And for aggregation, as I mentioned in the first part of the talk, if for aggregation to be good, those
aggregation functions should well represent the people's perception of how those features should
be aggregated. So I'll show you what we can do for that later.
Okay. So if you're interested, then you are invited to visit this EXOA POSTECH.KR where you
can see the actual automatically generated code from this tool. Here I'll show you one sample
page to what we can do.
From the Java document, what we can -- first thing we can add is this popularity bar, because we
know which API's often used in the actual open source project. And also what we could add is, of
course, an example. As you can see from here, the quality is better than just using the snippet
from coders. Now we are actually showing the actual API call and say how the argument is
declared.
And another feature here is where users can feedback about the ranking. So here you can just
click those buttons to promote or demote the ranking. And these are the feedbacks we can
collect or determine or tune the aggregation for selecting the right examples. So we are currently
collecting those user feedbacks to see how we can adapt the ranking.
Okay. So in order to evaluate how good our automatically generated documents are, we are
asking two key questions. First of all, we want to know how our document compares to other
resources like Java docs or what we can get from quote engine. And the second question is
whether this can help software developer. So I'll first talk about the first question. So when
comparing to the Java docs, like I mentioned for the previous slide, the original Java docs only
has examples for the 2 percent of the API. And after this generation process, we could find
examples for 75 percent of the API for Java. And we can also compare with Google and coders,
compared to using those coder snippets as examples, for extra documents, the probability that
our summary contains both API calls and all the semantic contexts is about 92 percent. And for
coders in Google, that probability is 22 percent or 12 percent, because they are supporting the
keyword search.
So this is how we can compare it to those Google encoders result. And also we can compare to
human ranking.
So what we did, to human assessors, we give the K result, K example that we found from EXOA
and the K random result and present those two K results to the human assessors and make them
pick the K better ones.
And using those selected, human selected K as the ground truth, we could measure the precision
and recall, which it was 66 percent and 60 percent respectively. And for the second question of
whether this tool is useful for the developers, we also gave out those documents blindly to 24
human subjects. Half of them got extra document and half of them got Java documents. And we
asked them to do the four tasks related to the database like establishing a connection, creating
the SQL statements in them and then get the result.

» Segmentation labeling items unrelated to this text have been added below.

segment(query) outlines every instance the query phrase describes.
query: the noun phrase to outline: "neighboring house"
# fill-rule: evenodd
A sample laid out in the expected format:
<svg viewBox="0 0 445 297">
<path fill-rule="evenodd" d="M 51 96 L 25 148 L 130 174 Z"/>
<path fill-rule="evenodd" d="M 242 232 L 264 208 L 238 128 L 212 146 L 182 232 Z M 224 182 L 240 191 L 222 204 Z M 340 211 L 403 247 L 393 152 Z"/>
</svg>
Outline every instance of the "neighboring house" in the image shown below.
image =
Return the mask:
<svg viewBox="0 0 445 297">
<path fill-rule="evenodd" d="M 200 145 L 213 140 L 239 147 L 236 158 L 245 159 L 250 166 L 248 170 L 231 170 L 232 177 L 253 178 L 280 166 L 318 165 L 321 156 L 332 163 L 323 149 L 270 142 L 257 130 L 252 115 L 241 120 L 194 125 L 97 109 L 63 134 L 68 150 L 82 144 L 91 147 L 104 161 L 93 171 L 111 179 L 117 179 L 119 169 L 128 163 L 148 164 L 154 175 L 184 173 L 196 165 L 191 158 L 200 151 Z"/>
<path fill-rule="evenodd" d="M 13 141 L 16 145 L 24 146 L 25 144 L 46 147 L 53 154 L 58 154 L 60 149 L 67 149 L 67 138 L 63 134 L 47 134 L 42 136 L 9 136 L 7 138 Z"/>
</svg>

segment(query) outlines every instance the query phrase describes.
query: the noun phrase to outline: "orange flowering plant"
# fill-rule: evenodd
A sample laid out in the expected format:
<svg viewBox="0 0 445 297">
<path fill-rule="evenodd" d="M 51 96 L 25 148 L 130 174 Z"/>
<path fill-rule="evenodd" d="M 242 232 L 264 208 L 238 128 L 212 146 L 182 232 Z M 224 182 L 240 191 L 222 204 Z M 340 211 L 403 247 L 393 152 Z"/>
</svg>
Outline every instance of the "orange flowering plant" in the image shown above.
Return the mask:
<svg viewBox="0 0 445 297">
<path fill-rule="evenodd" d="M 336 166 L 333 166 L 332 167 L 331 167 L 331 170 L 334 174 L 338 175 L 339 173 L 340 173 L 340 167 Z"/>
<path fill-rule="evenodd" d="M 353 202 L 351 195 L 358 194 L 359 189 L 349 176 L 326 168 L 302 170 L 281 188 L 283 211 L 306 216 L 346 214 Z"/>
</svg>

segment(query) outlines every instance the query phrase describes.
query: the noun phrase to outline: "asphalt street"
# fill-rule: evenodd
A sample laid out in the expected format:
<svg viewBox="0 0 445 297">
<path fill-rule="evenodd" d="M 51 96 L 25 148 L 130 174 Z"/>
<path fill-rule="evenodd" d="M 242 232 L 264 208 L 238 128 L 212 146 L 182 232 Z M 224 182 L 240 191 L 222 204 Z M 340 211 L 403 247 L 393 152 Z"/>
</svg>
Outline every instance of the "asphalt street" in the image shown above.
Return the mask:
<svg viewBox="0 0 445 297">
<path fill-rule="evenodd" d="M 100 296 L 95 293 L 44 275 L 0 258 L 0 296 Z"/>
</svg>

And we measure the average completion time for two groups and the average number of
document lookups and we found out that the completion time was, so the EXOA group could
complete the task with less time. And also for document lookup, EXOA group on average looked
at only the five documents while that number would be three times higher for Java docs. And
among those lookup, some of them are redundant and only three out of five is distinct pages.
However, that ratio is much lower for Java docs which means Java docs group looking at the
same documents over and over again. Among the distinct page most of them are relevant for
EXOA group and that ratio is again lower for the Java documents.
So that was the result for brief users study for EXOA documents.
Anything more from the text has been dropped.